Amid a raging debate on how to regulate virtual currencies, she said at an event organized by Infinity forum: “Even as we are thinking at a national level, there should simultaneously be a global mechanism through which we are constantly monitoring the movement of technology. So whether it is your cryptocurrency, whether it is your technology-driven payment system, whether it is data privacy, whether it is ensuring that data itself is used ethically, regulating it will have to be a collective effort.”
The Government of India is set to introduce a bill during the ongoing Winter Session of Parliament, seeking to ban all private cryptocurrencies, but not their underlying technology. This has sparked a debate on whether these digital currencies should be regulated or banned. Also, the Reserve Bank of India (RBI) is planning to launch a digital currency.
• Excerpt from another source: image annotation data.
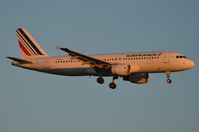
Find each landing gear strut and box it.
[97,77,104,84]
[109,76,118,89]
[166,72,172,84]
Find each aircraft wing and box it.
[6,57,32,64]
[59,48,111,69]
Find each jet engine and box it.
[111,64,139,76]
[123,73,149,84]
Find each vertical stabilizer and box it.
[16,28,48,58]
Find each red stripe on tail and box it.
[18,39,31,56]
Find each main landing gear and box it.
[166,72,172,84]
[97,77,104,84]
[97,76,118,89]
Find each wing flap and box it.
[59,48,111,68]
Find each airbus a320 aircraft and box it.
[7,28,195,89]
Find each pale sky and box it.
[0,0,199,132]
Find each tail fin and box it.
[16,28,48,58]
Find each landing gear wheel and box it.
[109,82,116,89]
[166,71,172,84]
[167,79,172,83]
[97,77,104,84]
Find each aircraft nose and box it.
[188,60,195,68]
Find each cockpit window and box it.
[176,55,187,59]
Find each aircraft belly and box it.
[46,68,98,76]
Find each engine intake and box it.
[123,73,149,84]
[111,64,139,76]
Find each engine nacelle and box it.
[111,64,139,76]
[123,73,149,84]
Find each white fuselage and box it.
[13,51,194,76]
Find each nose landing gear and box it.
[109,76,118,89]
[166,72,172,84]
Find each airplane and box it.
[7,28,195,89]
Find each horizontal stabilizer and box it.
[6,56,32,64]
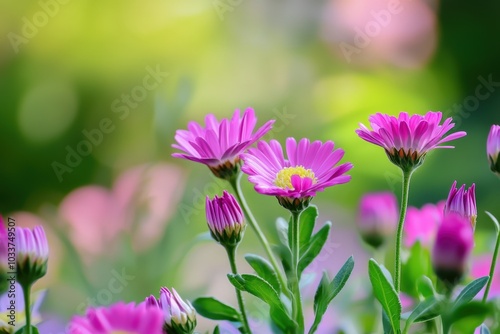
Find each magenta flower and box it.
[404,201,445,248]
[206,191,246,247]
[356,111,466,171]
[143,287,196,334]
[444,181,477,228]
[15,226,49,286]
[358,192,399,248]
[172,108,274,179]
[242,138,352,211]
[432,212,474,287]
[69,302,163,334]
[486,125,500,175]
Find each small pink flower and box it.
[69,302,163,334]
[15,226,49,285]
[358,192,399,248]
[143,287,196,334]
[172,108,274,179]
[242,138,352,210]
[486,125,500,175]
[403,201,444,248]
[432,212,474,286]
[444,181,477,228]
[356,111,466,171]
[206,191,246,247]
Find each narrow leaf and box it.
[309,256,354,333]
[245,254,281,294]
[193,297,241,322]
[227,274,297,332]
[299,205,318,254]
[368,259,402,333]
[453,276,489,310]
[298,222,332,275]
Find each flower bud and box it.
[358,192,399,248]
[486,125,500,175]
[432,212,474,287]
[145,287,196,334]
[444,181,477,229]
[15,226,49,286]
[206,191,246,247]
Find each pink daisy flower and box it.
[404,201,445,248]
[444,181,477,228]
[486,125,500,175]
[356,111,466,171]
[69,302,163,334]
[242,138,352,211]
[172,108,274,179]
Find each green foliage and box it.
[227,274,297,332]
[368,259,402,333]
[193,297,241,322]
[309,256,354,333]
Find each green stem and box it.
[225,246,252,334]
[229,173,291,297]
[289,212,304,333]
[483,224,500,303]
[394,170,413,294]
[21,283,32,334]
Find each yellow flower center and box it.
[274,166,318,189]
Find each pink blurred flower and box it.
[486,125,500,175]
[323,0,437,68]
[69,302,163,334]
[358,192,399,248]
[431,213,474,286]
[403,201,444,248]
[172,108,274,179]
[206,191,246,247]
[144,287,196,333]
[356,111,466,171]
[444,181,477,228]
[242,138,352,209]
[59,163,186,257]
[471,254,500,299]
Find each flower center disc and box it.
[274,166,318,189]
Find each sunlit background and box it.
[0,0,500,334]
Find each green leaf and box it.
[298,222,332,276]
[453,276,489,310]
[227,274,297,332]
[299,205,318,254]
[16,326,39,334]
[404,296,443,333]
[309,256,354,333]
[479,324,491,334]
[368,259,402,333]
[276,217,289,249]
[446,300,493,334]
[401,242,433,297]
[193,297,241,322]
[417,275,436,299]
[245,254,281,294]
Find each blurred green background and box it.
[0,0,500,328]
“All of us also recognize technology respects no physical border. Technology has the power to sweep through borders. It means global action is the only way in which you can regulate it effectively,” she said.
The FM said technology is developing continuously, and there is no clear, pointed answer for regulating it.
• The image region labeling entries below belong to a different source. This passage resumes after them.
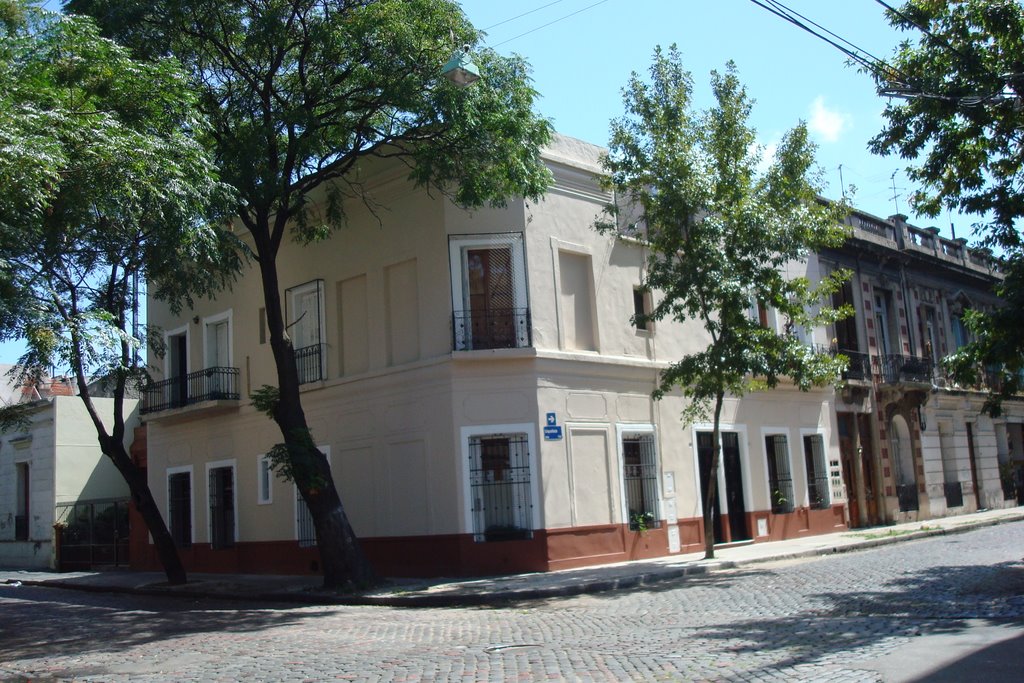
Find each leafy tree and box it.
[0,0,240,583]
[67,0,551,587]
[598,46,850,558]
[870,0,1024,414]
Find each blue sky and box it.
[461,0,970,232]
[0,0,971,362]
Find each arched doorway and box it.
[889,415,918,512]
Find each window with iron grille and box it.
[167,471,191,548]
[765,434,793,514]
[14,463,30,541]
[256,456,273,505]
[285,280,325,384]
[469,434,534,541]
[293,445,331,548]
[622,433,662,530]
[449,232,531,351]
[209,467,234,550]
[804,434,829,510]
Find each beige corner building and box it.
[138,137,846,575]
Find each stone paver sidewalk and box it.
[0,508,1024,607]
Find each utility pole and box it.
[889,171,899,213]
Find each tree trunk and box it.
[99,436,187,585]
[703,391,725,560]
[254,231,374,588]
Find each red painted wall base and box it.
[131,506,846,577]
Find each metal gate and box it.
[56,499,128,571]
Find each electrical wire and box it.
[490,0,608,47]
[481,0,565,31]
[751,0,896,78]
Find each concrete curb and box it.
[8,511,1024,608]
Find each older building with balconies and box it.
[133,136,846,574]
[820,211,1024,526]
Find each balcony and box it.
[879,355,933,385]
[141,368,239,415]
[295,344,324,384]
[453,308,532,351]
[839,349,871,382]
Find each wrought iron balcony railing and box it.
[295,344,324,384]
[141,368,239,414]
[453,308,532,351]
[879,355,934,384]
[839,349,871,382]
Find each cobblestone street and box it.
[0,522,1024,683]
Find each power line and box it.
[481,0,565,31]
[751,0,895,75]
[490,0,608,47]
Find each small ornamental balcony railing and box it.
[879,355,933,384]
[141,368,239,414]
[839,349,871,382]
[295,344,324,384]
[452,308,532,351]
[942,481,964,508]
[896,483,918,512]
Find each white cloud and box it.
[807,95,851,142]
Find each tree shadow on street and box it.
[0,587,348,661]
[499,569,771,609]
[700,562,1024,669]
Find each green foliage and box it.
[68,0,551,243]
[870,0,1024,250]
[630,512,654,533]
[598,46,850,421]
[0,403,32,433]
[0,3,239,381]
[249,384,281,420]
[870,0,1024,415]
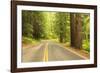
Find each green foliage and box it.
[22,37,40,45]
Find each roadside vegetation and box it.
[22,10,90,52]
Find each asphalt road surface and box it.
[22,41,84,62]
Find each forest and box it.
[22,10,90,52]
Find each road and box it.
[22,41,84,62]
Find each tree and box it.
[70,13,82,49]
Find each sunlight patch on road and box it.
[57,44,88,60]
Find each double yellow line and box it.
[43,43,48,62]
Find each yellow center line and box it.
[43,43,48,62]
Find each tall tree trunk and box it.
[70,13,82,49]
“The regulations, both executive and legislative, at least till now, have only been catching up with technology. So long as the executive and legislature are only catching up, you will never be on the top of it. With technology, I am not sure they can ever be on-the-top- of-it-kind of situation because it is ever-changing, and it is ever-evolving.”
She highlighted that the regulatory framework itself will have to grow itself without waiting for the legislative backup for every incremental change in technology.
Indonesia’s Finance Minister Mulyani Indrawati said the recent global agreement on taxing digital technology companies can show a path to govern borderless technology. “This is very critical for countries to work together.”
Sitharaman said the private sector can have its own laws or make its own transactions in areas like cryptocurrency. But it raises the question of the role of the sovereigns.